Cycling has improved our liveability and reduces the risk of getting seriously ill. Fortunately, the kilometres cycling and walking has increased. Even in a car-focussed city like Los Angeles, the bicycle has become more important. As Director of the Dutch Cycling Embassy Lucas Harms continues: ‘Especially in combination with public transport. This is the only way the bicycle use can increase. The bike can then be a good alternative to the car. In the Netherlands, over 50% of train trips begin with a bike ride.’
For Paris, the bicycle is a means to create a 15-minute city. The Netherlands already is a 15-minute cycling country, but we do not frame it that way because it is self-evident.’- Lucas Harms, Dutch Cycling Embassy
More and more cities have changed the infrastructure and added cycling lanes. According to Pieter Litjens (CROW) this will increase the use of micromobility.‘Show pedestrians and cyclists that you care by giving them a real position in the infrastructure.’ During the Dutch Cycling Embassy Think Bike workshop in Paris in 2019 one of the focuses was intersection design. Director Lucas Harms: ‘Paris is implementing 600km of bike lanes thanks to Mayor Hidalgo's grand vision, but they need expertise as the design of intersections is often the weak link.’

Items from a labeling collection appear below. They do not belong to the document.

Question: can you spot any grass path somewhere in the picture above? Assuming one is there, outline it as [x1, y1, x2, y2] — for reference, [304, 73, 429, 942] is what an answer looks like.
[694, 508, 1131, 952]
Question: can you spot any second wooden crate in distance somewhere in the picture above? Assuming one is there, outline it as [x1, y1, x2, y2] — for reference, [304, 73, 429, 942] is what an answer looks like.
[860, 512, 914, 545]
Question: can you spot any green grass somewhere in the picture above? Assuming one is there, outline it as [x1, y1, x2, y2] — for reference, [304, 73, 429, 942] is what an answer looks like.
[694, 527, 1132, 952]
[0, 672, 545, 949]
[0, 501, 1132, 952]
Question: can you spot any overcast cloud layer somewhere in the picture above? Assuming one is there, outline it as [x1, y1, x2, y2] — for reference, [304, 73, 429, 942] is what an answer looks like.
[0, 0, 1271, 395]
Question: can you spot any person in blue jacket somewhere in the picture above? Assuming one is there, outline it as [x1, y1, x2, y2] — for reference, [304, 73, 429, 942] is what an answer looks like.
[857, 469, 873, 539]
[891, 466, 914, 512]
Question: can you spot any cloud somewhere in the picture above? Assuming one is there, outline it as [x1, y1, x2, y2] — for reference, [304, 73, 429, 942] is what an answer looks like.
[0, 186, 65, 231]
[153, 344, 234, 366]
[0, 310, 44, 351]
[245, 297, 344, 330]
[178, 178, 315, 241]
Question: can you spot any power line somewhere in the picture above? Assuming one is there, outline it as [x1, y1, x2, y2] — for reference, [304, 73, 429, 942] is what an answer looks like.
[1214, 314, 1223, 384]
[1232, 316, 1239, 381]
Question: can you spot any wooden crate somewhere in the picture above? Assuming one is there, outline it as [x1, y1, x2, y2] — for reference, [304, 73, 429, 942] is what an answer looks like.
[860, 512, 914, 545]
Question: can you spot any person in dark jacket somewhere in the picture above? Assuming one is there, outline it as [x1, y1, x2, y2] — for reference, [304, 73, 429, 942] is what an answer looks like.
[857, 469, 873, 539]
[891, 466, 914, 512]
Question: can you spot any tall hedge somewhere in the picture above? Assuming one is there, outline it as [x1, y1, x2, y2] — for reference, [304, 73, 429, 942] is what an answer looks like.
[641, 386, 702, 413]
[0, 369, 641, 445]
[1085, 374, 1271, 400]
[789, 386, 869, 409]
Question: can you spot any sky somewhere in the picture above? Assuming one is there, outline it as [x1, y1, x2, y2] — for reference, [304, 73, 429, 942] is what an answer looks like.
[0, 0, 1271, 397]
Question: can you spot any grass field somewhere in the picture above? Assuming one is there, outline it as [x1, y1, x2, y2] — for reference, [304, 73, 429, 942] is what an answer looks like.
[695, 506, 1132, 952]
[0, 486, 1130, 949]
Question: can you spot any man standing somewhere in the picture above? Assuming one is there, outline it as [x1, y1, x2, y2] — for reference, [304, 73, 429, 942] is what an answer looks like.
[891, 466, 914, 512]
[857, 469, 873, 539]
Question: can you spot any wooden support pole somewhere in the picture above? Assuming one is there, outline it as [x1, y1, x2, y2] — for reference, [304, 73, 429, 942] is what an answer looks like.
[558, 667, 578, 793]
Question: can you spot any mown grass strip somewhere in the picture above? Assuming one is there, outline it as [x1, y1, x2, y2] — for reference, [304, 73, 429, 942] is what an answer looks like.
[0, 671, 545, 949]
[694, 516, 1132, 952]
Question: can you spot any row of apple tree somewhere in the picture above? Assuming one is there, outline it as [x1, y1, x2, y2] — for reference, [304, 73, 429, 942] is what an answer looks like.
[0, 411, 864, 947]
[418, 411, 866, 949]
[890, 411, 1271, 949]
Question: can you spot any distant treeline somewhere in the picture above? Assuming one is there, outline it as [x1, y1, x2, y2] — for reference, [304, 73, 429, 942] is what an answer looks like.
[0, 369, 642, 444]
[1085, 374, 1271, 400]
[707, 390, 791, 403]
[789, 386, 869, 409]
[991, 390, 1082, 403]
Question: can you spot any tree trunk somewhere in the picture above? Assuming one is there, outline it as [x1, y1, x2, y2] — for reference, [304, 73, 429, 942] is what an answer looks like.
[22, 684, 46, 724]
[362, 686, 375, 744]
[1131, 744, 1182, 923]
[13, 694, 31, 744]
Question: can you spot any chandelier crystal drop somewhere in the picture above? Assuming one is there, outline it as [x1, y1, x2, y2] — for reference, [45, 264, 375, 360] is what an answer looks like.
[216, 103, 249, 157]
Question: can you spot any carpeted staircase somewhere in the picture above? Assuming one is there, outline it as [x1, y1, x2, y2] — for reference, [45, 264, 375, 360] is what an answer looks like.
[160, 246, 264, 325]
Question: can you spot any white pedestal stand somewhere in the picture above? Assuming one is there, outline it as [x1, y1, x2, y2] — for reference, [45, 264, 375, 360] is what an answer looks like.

The year of 2021 has also shown a growth in other modes of micromobility but the bicycle. E-scooters is one of them. The Transport for London’s e-scooter trial that began in June 2021, featuring shared micromobility options from Tier, Lime and Dott, has been seen in some transport circles as a significant step towards inclusive, widespread implementation in the near future. However, trials have been prolonged until late 2022. According to The Guardian ‘legislation has been put on hold amid increasing safety concerns over private unregulated e-scooters and scepticism that legal e-scooters can ameliorate congestion or public health.’
Did you know the world already counts 130 Bicycle Mayors motivating people to cycle in their city? Learn from experiences in cities like, Bangalore, Mumbai, Rome or Mexico City.
As Sampo Hietanen pointed out in one of our interviews: ‘Before, we had a car at one end of the spectrum and at the other we had public transport, perhaps a taxi or two in-between. Now we have anything we can imagine, and it all plugs into public transport naturally.’
Mobility as a Service can increase awareness and use of more sustainable modals. Especially in the first and last mile. ‘Thanks to the rise of micro-mobility, the last leg of the trip is not only no longer a problem, it can now even be the best part. It is about asking what people want to choose, not imposing restrictions on them. After all, the way we build a car-free world is not based solely on rational elements; we need things that are beautiful, fun and cool.’
Peter Kuhn summed up the success of Mobility as a Service during Intertraffic ON AIR episode 5:
- Convenience: comfort is very important in choosing your mode of transport
- Seamless: time is everything
- Accessibility: it needs to be accessible and easy to reach and use
- Price: average spend on a car in Europe is around 600 euros. So you can do a lot of things with such a budget and people need to be aware of that.
More on Mobility as a Service >
By 2050, almost 70% of the people are projected to live in urban areas. In most modern cities, the space is designed to allow fast traffic flow, especially aimed at the car. A large part of the public space is occupied by roads that have to take you quickly from A to B. Unfortunately, people lose a lot of time in city traffic jams. The role of cities is admittedly decisive in a paradigm shift, since urban areas are responsible for 70% of emissions. With our cities expected to grow, some experts agree that new urban planning is necessary in order to improve quality of life and save the environment.
Forward-thinking Mayor Anne Hidalgo has ensured that cycling is at the forefront of her inspirational transformation of Paris's transport network by implementing the 15 Minute City (La Ville de Quart d'Heure) project using Dutch principles. Since the outbreak of COVID and even before cities like Copenhagen and Paris have been introducing new urban models. From car-free cities, to superblocks, the compact city to the 15-minute city. All models seem to have the same goal: prioritise walking and cycling to make cities and its citizens healthier.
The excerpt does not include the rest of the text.